El viejo asintió en silencio, se levantó de la silla y se metió en el baño. Ya era hora de comer. Boutique se quedó un rato con la radio en su regazo como si se tratara de un indefenso animalito que acabara de rescatar del bosque y le estuviera dando calor. Al rato se levantó y comenzó a cocinar mientras el maestro se terminaba de bañar. Comieron y se acostaron temprano, pero Boutique se quedó hasta tarde estudiando “Gomería I”. Al día siguiente le pondría las cubiertas al Torino.
Capítulo LIX
A las 6:40 Boutique se levantó pero no había dormido nada. Entre la lectura de cómo cambiar un neumático y la ansiedad por ver al Torino con las flamantes cubiertas puestas se le habían hecho más de las cuatro. Tuvo sueños intermitentes de quince minutos sólo para despertarse exaltado suponiendo que se había quedado dormido. Y miraba el reloj y eran las cinco, y se dormía de nuevo, y miraba el reloj y eran las 5:40, y se quedaba dormido otra vez. Se despertó más de diez veces para mirar la hora. A las 6:40 vio prudente levantarse. No aguantaba más la tortura que se estaba propinando. Se hizo el desayuno despacio, como en cámara lenta, para perder todo el tiempo posible. Y miraba la hora y no pasaba más. A las 7:23 salió en busca de su amigo, que le abrió con el cepillo de diente enchufado en la boca y una pequeña toalla colgándole del hombro.

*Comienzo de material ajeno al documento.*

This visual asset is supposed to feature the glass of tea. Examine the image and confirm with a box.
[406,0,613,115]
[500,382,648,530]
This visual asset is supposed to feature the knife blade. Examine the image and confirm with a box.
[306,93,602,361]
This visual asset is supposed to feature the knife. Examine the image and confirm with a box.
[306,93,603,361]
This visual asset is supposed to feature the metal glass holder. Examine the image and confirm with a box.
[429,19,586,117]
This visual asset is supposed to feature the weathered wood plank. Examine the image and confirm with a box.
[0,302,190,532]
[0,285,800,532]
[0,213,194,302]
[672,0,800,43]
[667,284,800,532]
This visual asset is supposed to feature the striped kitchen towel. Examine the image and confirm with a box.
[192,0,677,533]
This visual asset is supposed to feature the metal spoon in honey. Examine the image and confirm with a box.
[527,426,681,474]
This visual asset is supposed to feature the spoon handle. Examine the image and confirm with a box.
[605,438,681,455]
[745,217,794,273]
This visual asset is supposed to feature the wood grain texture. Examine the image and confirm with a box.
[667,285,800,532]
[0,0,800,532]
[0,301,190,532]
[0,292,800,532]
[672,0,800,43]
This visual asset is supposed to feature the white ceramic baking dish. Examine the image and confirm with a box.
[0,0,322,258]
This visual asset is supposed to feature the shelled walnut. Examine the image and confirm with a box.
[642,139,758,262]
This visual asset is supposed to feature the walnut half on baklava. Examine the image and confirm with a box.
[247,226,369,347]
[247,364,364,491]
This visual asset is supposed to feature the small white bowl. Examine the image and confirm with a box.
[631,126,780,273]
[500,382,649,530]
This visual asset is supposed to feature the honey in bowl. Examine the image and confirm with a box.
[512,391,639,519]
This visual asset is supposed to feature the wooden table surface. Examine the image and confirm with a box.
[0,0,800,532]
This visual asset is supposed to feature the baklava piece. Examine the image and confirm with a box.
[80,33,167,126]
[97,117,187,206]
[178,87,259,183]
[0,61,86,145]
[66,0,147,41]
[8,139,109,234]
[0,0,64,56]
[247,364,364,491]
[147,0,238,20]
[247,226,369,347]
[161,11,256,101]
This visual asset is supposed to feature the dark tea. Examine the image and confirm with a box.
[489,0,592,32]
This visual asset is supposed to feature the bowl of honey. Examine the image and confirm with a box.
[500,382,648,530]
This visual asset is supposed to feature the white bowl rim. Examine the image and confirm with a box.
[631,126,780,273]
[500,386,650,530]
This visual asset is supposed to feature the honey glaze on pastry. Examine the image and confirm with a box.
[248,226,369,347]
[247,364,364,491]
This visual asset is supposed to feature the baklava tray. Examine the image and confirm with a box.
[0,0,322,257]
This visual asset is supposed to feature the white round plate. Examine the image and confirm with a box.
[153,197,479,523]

–¿¡Ya ezs Da Óoda!? – le preguntó en un extraño idioma, con la boca llena de pasta.
–Faltan cinco – le respondió Boutique, encarando hacia dentro de la nave que hasta hace poco había utilizado.
–Ezstáz ansziozso ¿eh? – le espetó, criticándolo. A Boutique no le gustaba que su amigo le remarcara cuando se encontraba en ese estado. ¿Para qué lo hacía? ¿Iba a cambiar algo que le dijera eso? ¿Él iba a dejar de sentirse ansioso? No. Y hacía muchos años que se conocían, y en todos estos años habían experimentado incontables veces los ataques de ansiedad de Boutique cuando estaba por hacer algo importante, y Bôite siempre arrancaba con el cantito criticón. Lo tenía podrido.

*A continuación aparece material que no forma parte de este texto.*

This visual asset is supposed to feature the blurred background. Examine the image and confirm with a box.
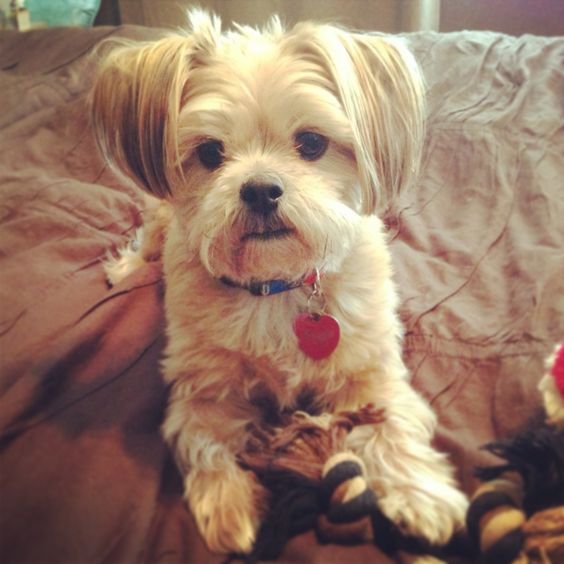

–Y vos parecés un taradito hablando así… ¿por qué no terminás de cepillarte el diente y después me hablás como corresponde? No te entiendo nada de lo que me decís…
–¡Zssí! ¡Zszegúdo! ¡Zssegúdo que no endendezz una padáabda de do que dígho! ¡De azséz ed pedodúudo que ezz muy dizzdíndo! – Bôite seguía hablándole para la mierda, con el cepillo en la boca. Boutique se sentó y miró la hora, haciéndole ver que no le prestaba más atención. Ya eran las 7:30.
–¿Vamos? – lo invitó señalándole la hora en el tablero de la nave. Bôite se sacó el cepillo de la boca y, mirándolo enojado, le golpeó la puerta del baño a Bufete, que salió y los miró a ambos serio, listo para emprender la jornada.